Adding Average Film Ratings to the Data Frame

Unlike the Participant average ratings and adjustments, which were added to the data frame as new columns as part of the code for calculating them, the new rows for average film rating and film adjustment need to be added to the data frame separately from calculating them. This code block adds this information to the data frame.

initial_ratings[nrow(initial_ratings)+1,1] <- "Film Average"

for (i in 2:last_film_column) {
  initial_ratings[nrow(initial_ratings),i] <- film_averages[i-1]
}

initial_ratings[nrow(initial_ratings)+1,1] <- "Film Adjustment"

film_adj <- film_averages - overall_average

for (i in 2:last_film_column) {
  initial_ratings[nrow(initial_ratings),i] <- film_adj[i-1]
}

Projecting Ratings

This code block calculates the projected rating for each missing combination of film and participant. The nested for loops go through each cell with a rating and use the Global Baseline Estimate to replace any “NA” values that they find in the process.

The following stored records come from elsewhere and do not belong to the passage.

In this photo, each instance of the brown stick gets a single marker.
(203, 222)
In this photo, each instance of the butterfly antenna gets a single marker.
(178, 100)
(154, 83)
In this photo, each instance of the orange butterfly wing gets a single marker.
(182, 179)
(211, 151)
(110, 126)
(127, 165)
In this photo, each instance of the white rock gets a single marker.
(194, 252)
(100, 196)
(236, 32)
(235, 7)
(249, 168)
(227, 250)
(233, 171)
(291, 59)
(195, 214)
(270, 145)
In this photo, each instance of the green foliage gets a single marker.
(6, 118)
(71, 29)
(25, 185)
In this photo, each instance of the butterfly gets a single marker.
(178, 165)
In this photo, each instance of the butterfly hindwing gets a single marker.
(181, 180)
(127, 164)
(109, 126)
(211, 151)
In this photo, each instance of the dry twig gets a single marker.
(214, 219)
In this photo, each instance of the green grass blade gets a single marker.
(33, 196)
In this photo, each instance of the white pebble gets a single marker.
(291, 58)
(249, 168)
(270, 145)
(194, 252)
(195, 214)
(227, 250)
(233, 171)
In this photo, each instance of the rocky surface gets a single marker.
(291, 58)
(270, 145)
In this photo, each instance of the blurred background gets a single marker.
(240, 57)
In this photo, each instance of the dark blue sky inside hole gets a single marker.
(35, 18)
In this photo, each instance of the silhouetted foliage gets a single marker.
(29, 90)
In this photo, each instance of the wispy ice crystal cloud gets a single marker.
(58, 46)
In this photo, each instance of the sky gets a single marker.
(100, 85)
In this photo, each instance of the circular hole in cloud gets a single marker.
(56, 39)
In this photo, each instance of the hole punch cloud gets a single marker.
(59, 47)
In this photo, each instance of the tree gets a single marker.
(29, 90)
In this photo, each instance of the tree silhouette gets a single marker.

Since ratings are on a scale from 1 to 5, predictions greater than 5 are replaced with 5, and predictions less than 1 are replaced with 1. The Kable package is then used for the tabular output.

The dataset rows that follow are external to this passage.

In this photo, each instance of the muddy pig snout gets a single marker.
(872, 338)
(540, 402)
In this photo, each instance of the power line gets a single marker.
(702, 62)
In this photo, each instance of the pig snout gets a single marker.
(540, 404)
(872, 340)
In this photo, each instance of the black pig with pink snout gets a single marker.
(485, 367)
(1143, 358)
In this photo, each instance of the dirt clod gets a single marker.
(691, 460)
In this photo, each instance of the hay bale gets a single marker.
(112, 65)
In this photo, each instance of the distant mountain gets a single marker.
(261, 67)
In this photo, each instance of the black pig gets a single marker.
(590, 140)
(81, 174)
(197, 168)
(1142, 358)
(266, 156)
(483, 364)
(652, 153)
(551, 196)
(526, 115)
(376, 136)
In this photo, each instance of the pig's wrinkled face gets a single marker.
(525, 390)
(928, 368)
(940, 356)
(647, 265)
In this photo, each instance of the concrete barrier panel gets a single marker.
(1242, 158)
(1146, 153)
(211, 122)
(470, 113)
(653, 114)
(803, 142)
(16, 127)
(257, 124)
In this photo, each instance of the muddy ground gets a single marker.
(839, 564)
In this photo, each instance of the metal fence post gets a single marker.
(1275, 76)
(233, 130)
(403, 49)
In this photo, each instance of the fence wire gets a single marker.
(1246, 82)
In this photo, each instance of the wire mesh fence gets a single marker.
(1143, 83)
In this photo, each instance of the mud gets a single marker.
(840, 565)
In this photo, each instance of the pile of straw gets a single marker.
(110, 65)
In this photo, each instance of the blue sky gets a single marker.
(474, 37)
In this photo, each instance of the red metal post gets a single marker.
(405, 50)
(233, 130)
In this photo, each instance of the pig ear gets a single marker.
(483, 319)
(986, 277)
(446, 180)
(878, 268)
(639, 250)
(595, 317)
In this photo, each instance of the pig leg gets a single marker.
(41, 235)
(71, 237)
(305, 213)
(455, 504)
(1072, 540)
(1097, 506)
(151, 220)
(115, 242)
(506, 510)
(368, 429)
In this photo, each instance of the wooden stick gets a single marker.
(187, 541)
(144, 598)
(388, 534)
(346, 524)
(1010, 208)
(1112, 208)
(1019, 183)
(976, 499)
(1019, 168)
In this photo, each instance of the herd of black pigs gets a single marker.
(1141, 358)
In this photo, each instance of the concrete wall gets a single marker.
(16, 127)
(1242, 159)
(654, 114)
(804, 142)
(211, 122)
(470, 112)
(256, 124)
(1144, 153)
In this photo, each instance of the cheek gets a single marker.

respondents <- nrow(initial_ratings) - 2

for (i in 2:last_film_column) {
  for (j in 1:respondents) {
    if (is.na(initial_ratings[j,i])) {
      if(overall_average + initial_ratings[nrow(initial_ratings),i] + initial_ratings[j,ncol(initial_ratings)] > 5) {
        initial_ratings[j,i] <- 5} else {
          if(overall_average + initial_ratings[nrow(initial_ratings),i] + initial_ratings[j,ncol(initial_ratings)] < 1) {
            initial_ratings[j,i] <- 1} else {
              initial_ratings[j,i] <- overall_average + initial_ratings[nrow(initial_ratings),i] + initial_ratings[j,ncol(initial_ratings)]
            }
        }
    }
  }
}

library(knitr)

kable(initial_ratings, col.names = c("Participant", "Barbie", "Oppenheimer", "Spider Man: Across the Spiderverse", "Asteroid City", "Dungeons & Dragons: Honor Among Thieves", "Glass Onion: A Knives Out Adventure", "Participant Average", "Participant Adjustment"), format = "pipe", caption = "Movie Ratings (w/ Global Baseline Estimate)", align = "lcccccccc", digits = 2)

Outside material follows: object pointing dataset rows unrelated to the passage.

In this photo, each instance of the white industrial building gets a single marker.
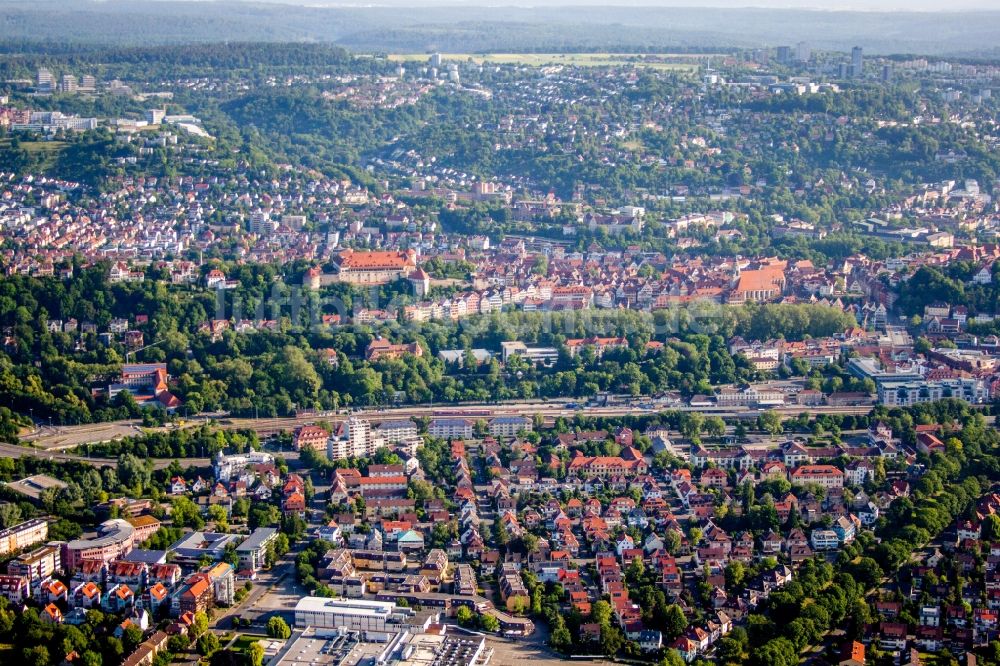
(375, 620)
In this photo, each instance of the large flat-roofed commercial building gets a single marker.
(22, 535)
(253, 551)
(377, 620)
(115, 539)
(189, 549)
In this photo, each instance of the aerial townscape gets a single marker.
(470, 336)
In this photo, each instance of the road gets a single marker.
(60, 438)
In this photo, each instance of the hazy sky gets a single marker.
(829, 5)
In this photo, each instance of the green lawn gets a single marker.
(244, 641)
(46, 151)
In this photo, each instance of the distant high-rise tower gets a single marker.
(44, 81)
(857, 62)
(68, 83)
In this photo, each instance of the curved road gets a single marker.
(15, 451)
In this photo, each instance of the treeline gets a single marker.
(274, 372)
(200, 442)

Movie Ratings (w/ Global Baseline Estimate)
Participant	Barbie	Oppenheimer	Spider Man: Across the Spiderverse	Asteroid City	Dungeons & Dragons: Honor Among Thieves	Glass Onion: A Knives Out Adventure	Participant Average	Participant Adjustment
Mani	5.00	4.00	5.00	3.00	5.00	5.00	4.50	0.59
Crossman	4.77	4.16	4.51	3.70	5.00	4.00	4.50	0.59
Wilson	4.52	5.00	3.00	5.00	4.25	4.00	4.25	0.34
Julie	4.00	3.86	5.00	2.00	5.00	5.00	4.20	0.29
Tim	5.00	4.66	5.00	4.20	5.00	5.00	5.00	1.09
Blue	5.00	4.66	5.00	4.20	5.00	5.00	5.00	1.09
Elaine	4.00	4.16	4.51	3.70	4.50	5.00	4.50	0.59
Chris	1.00	1.00	1.00	1.00	1.00	4.00	1.50	-2.41
Martin	5.00	5.00	1.00	1.00	1.00	3.00	2.67	-1.24
Zoe	5.00	4.66	5.00	4.20	5.00	5.00	5.00	1.09
Wade	4.27	3.66	4.00	3.20	4.00	4.40	4.00	0.09
Sidus	4.60	3.99	5.00	3.53	4.00	4.00	4.33	0.42
Lemon	3.00	4.26	5.00	5.00	5.00	5.00	4.60	0.69
Berry	5.00	1.00	3.00	4.00	5.00	5.00	3.83	-0.08
Sema	5.00	3.99	4.00	3.53	4.33	4.00	4.33	0.42
John	5.00	5.00	5.00	3.00	3.00	2.00	3.83	-0.08
Dianne	4.00	4.00	5.00	4.00	4.00	4.00	4.17	0.26
Film Average	4.18	3.57	3.92	3.11	3.91	4.31	NA	NA
Film Adjustment	0.27	-0.34	0.01	-0.80	0.00	0.40	NA	NA

Findings and Recommendations

One of the things I’m interested in pursuing further is code efficiency. I’m proud of the algorithm I came up with using 3 conditional statements inside a for loop inside another for loop, but I suspect that there was a much better way to execute the process, I’m just not sure where to look for it. I hope to revisit this at the end of the semester and try again with my greater knowledge of R.